Surprisingly to me, the field of metrical research in Anglo-Saxon poetry is thriving. It’s not like any new Anglo-Saxon verses have been discovered recently, but we do have some new alliterative poems. I just found a paper by Nelson Goering [1] (one of the lecturers in my Anglo-Saxon class) that applies analytical techniques developed for Old English to J.R.R. Tolkien’s recently published verse.

The thing that jumped out at me was what Goering calls “crossed alliteration”. Where Anglo-Saxon verse alliterates on one sound per line, crossed alliteration takes advantage of the four stresses to alliterate twice: either A-B-A-B or A-B-B-A.  Examples he gives from The Fall of Arthur are “Fiercely heard she / his feet hasten” (II, 111) [2] and “of south Britain / booty seeking” (I, 9). He notes that 7% of the lines of the poem have crossed alliteration, which is “nearly double the rate of a classical Old English poem such as Beowulf.”

spreadsheet snapshot of no real valueThat’s the sort of thing that really gets an Idiosopher (provided that he has spent a year or so on text preparation and code-building) rolling. In this case, rolling right into a brick wall.  To order a computer to look for crossed alliteration, we’d need a regular expression that looks for (string), (any string but that one), (the first string) (the other string).  I’m ashamed to admit that I spent a month trying to turn that into a regular expression.  It just can’t be done in any language I speak. Back-referencing the complement of a single character is possible, but the CMU phoneme set can have two characters, and trying to kluge together a fix got totally out of control.  The reason I’m ashamed is that there’s no reason to use a powerful tool like regular expressions — I don’t need any wild-cards in this simple case so I can just use equals-signs for the test. Most likely you saw it some time ago, and have been laughing at me.

Here are some good ones:

He wandered in loneliness, weeping a little.  
'Spoons? Fiddlesticks!' He snapped his fingers.
Galadriel stood, alone and silent.
The sun was warm and the wind was in the south.
Boromir seemed to be swimming or burrowing...
Then suddenly Frodo fell asleep.

Here’s one that’s bogus: “‘…Black Riders.’ ‘Black Riders!'” JRRT repeats a phrase for emphasis fairly often, and I really think that ought not to count.

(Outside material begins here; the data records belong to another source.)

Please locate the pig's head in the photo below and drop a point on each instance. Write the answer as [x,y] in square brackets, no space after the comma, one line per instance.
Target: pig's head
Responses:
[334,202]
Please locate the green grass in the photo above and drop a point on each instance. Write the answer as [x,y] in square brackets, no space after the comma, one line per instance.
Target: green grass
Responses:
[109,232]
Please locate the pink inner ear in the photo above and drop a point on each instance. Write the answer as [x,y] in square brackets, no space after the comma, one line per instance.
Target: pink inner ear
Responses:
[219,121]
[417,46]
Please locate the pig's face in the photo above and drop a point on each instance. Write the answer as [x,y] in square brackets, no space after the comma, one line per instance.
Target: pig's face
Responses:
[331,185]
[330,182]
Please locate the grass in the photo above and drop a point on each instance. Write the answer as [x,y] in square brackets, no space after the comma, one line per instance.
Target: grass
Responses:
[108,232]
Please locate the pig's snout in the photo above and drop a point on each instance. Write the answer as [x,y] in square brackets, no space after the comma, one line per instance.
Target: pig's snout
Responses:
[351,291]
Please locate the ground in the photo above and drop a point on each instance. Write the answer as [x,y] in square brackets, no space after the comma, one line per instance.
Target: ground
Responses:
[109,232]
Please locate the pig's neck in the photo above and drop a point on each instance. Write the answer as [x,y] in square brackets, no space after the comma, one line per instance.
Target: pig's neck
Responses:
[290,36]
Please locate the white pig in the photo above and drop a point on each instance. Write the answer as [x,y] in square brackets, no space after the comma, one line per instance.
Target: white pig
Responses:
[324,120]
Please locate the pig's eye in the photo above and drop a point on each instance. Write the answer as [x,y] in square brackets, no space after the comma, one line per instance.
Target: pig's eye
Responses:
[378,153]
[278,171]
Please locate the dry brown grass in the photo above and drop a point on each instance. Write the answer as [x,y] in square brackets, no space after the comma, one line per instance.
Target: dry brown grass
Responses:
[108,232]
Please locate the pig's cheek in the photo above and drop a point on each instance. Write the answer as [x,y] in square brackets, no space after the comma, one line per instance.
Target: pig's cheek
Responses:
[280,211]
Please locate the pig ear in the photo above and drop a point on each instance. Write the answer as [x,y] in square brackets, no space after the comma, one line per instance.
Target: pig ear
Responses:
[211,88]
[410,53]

Overall, the numbers for LotR are higher than for The Fall of Arthur. A-B-A-B crossed alliteration is 10% as frequent as simple alliterative lines. A-B-B-A crossed alliteration is about the same, 10.5% as common as the simpler case.  Note that the latter was not included in the original computation, but the former was.

To wind up, here’s one that’s intriguing: “Again she fled, but swift he came / Tinuviel! Tinuviel! / He called her by her Elvish name;’   Cross-alliterative enjambment in ann-thennath sounds obscure enough for a whole dissertation.


Notes

[1] Goering, Nelson. “The Fall of Arthur and The Legend of Sigurd and Gudrún: A Metrical Review of Three Modern English Alliterative Poems.” Journal of Inklings Studies 5.2 (2015): 3-56. Preprint here.

[2] Goering has the caesura in a different place from the text, which has been corrected here. Fly-specks like this are of no interest to anyone, but they are commonly pointed out in the literature. Were I to forbear to mention it, this blog would never be taken seriously by any community of scholars.